No Relatives, No Problems On Sentence Correction
We love our relatives… most of the time. What would holidays be without relatives? Sometimes we even need them (“Dad can I borrow some money?”). But chances are that you have had a relative who has stayed too long on a visit…or perhaps you are that relative! One thing is clear: in certain circumstances, when the relatives are gone so are the problems.
Moving out the relatives on sentence correction
A relative clause is a type of modifier that is used to modify a noun. The most common relative pronouns are “who, whose, whom, which, that, and where.” An example is “The man who mows our lawn recently won the lottery.” The relative clause “who mows our lawn” modifies the noun “man” and makes it clear which man we are talking about.
The clause can be set off by commas if the information is not necessary for a clear identification. For example,” My car, which has recently been repaired, is a sedan.” You can see that the relative clause “which has recently been repaired” is not necessary for identification since most of us only have one car.
Relative clauses are the source of many errors on the GMAT
The rules for relative clauses are very restrictive. They must modify a noun; they cannot modify action. And they must modify the nearest noun preceding the clause.
Here is an example from the Veritas Prep Sentence Correction 2 book:
“It rained yesterday, which forced the organizers to cancel the event.”
This example has an error – the relative clause is modifying the action. It was the fact that it was raining that forced the organizers to cancel the event. Since “yesterday” is the nearest preceding noun the relative clause it is supposed to be modifying “yesterday,” but that would simply be illogical.

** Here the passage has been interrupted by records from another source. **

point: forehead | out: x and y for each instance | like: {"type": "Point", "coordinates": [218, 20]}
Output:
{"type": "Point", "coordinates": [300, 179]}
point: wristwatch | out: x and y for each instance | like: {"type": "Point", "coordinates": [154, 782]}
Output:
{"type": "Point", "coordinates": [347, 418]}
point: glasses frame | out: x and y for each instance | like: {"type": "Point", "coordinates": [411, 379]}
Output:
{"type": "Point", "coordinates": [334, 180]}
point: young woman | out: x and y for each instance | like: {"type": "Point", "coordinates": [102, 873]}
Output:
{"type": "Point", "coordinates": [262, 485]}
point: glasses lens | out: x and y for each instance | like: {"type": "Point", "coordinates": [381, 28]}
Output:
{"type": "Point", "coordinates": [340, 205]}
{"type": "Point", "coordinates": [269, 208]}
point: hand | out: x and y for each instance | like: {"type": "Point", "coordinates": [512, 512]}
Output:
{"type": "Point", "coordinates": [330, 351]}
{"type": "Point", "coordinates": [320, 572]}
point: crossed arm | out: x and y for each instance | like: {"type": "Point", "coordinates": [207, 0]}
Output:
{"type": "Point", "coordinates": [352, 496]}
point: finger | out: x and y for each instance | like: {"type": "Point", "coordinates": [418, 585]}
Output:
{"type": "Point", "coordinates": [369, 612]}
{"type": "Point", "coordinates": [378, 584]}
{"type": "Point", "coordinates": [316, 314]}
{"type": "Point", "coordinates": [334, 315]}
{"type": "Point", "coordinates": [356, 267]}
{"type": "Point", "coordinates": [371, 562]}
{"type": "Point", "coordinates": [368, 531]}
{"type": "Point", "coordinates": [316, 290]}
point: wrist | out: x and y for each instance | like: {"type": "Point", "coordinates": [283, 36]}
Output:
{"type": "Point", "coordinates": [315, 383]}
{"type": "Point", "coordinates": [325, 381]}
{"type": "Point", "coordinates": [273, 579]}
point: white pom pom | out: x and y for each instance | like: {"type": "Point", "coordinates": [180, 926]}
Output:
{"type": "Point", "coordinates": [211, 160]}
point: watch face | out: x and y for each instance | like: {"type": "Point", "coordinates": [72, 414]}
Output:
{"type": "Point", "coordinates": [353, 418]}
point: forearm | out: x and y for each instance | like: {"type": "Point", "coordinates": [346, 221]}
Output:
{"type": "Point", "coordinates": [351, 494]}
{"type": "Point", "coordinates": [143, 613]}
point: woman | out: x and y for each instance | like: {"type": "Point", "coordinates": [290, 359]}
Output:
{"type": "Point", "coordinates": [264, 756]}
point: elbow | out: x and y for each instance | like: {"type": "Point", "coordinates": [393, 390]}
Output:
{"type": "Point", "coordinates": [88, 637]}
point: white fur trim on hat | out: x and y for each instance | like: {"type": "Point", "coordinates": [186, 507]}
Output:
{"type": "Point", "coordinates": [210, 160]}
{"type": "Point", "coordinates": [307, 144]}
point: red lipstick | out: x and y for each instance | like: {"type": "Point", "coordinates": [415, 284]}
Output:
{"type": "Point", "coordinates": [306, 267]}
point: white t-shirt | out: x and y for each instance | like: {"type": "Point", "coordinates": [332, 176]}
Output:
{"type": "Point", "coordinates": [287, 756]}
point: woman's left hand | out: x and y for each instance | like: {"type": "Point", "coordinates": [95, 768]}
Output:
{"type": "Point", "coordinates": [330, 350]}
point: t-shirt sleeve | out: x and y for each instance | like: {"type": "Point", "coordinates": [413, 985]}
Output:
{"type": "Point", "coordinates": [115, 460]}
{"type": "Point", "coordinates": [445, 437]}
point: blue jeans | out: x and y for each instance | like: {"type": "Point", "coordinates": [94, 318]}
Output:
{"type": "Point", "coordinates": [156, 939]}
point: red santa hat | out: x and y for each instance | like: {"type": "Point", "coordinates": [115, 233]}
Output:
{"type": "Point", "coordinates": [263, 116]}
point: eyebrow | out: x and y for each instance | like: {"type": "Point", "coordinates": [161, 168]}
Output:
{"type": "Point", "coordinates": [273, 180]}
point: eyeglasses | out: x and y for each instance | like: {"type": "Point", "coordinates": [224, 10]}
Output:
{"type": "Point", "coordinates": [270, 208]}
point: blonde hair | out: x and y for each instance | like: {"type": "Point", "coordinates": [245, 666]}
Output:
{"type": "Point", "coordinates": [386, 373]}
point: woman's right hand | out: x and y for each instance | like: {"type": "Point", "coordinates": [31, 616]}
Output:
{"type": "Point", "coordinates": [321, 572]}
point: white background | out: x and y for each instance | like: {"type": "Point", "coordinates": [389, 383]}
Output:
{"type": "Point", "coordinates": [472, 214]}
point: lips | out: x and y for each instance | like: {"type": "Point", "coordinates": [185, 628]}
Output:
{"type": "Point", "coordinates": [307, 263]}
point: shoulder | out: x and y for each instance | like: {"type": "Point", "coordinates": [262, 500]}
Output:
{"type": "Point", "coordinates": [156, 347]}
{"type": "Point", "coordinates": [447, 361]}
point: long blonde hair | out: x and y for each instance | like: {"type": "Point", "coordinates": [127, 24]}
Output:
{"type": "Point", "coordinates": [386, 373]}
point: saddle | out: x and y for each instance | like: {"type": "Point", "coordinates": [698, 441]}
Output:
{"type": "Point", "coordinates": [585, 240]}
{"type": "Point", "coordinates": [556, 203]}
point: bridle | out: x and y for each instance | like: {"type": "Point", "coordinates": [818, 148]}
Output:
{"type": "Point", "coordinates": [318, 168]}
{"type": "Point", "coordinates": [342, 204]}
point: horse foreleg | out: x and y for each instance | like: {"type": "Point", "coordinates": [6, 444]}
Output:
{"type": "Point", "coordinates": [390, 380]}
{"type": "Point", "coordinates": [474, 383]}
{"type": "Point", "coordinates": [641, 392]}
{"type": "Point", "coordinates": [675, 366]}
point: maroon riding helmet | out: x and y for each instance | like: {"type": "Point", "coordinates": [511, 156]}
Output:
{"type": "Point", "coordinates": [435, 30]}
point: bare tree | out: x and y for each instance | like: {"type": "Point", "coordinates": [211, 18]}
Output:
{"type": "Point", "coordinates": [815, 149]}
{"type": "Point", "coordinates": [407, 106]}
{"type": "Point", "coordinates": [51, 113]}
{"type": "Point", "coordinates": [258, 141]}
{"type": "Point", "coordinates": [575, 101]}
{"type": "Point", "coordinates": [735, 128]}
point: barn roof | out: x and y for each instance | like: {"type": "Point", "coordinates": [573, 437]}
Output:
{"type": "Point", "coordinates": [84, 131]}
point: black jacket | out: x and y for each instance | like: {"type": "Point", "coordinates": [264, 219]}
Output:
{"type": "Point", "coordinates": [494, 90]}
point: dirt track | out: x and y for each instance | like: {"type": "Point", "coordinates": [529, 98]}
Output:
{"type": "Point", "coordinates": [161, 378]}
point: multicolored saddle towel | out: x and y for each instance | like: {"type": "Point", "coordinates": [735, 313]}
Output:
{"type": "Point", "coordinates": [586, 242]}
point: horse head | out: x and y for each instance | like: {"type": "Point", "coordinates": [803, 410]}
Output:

It is, of course, possible to fix a problem with a relative clause by modifying the sentence in order to keep the clause.
“Yesterday’s rain, which forced the organizers to cancel the event, was unexpected.”
However, as you can see we have really manipulated the sentence to make this work. Perhaps this is why official GMAT questions seem to rarely do this. By far the most commonly correct way to eliminate a relative clause error on sentence correction is simply to eliminate the relative clause altogether!
“It rained yesterday and as a result the organizers cancelled the event.”
As you can see it is actually much easier to eliminate the relative clause altogether. No relatives, no problems!
Here is another example:
“ The deposit that I put on the house, which is nonrefundable, is in jeopardy if I cannot close this month.”
The error here is that the second relative clause “which is nonrefundable” logically modifies the word “deposit” not the nearest preceding noun, “house.” Note that the other relative clause “that I put on the house” is not misplaced since it properly modifies the adjacent noun “deposit.”
“The nonrefundable deposit that I put on the house”
Again, the corrected versions simply eliminate the misplaced relative clause.
Now let’s look at a problem from the Official Guide 13th Edition:
Unlike the original National Museum of Science and Technology in Italy, where the models are encased in glass or operated only by staff members, the Virtual Leonardo Project, an online version of the museum, encourages visitors to “touch” each exhibit, which thereby activates the animated functions of the piece.
A. exhibit, which thereby activates
B. exhibit, in turn an activation of
C. exhibit, and it will activate
D. exhibit and thereby activate
E. exhibit which, as a result, activates
As you can see the original sentence has a relative clause error. The relative clause “which thereby activates” does not logically modify “exhibit”, and yet, according to the rules of grammar that is the noun that it must modify. In informal English modifying phrases are often misplaced, but on the GMAT this is just the sort of error that is tested!
So answer choice A is eliminated due to the misplaced relative clause. Answer choice B is extremely awkward; this is a signal from the test writers that we should eliminate it. It also appears to be a new clause without a verb. Answer choice C has the pronoun “it” but “it” has no antecedent so that there is nothing to do the activating. Finally, like choice A, answer choice E features the misplaced relative pronoun “which.”
Answer Choice D is the correct answer. In this choice the relative clause is simply eliminated. The new sentence clearly indicates who it is that is activating the animated functions…the answer choice reads: “encourages visitors to “touch” each exhibit and thereby activate the animated functions of the piece.” The infinitive verb form “touch” is used and the parallel infinitive “activate” is also used.
As you can see from these examples, when it comes to misplaced relative clauses the easiest remedy is to remove the clause all together. No relatives…no problems! (and no, Mom, I didn’t mean you!)
Question courtesy of GMAC, Official Guide for GMAT Review, 13th Edition.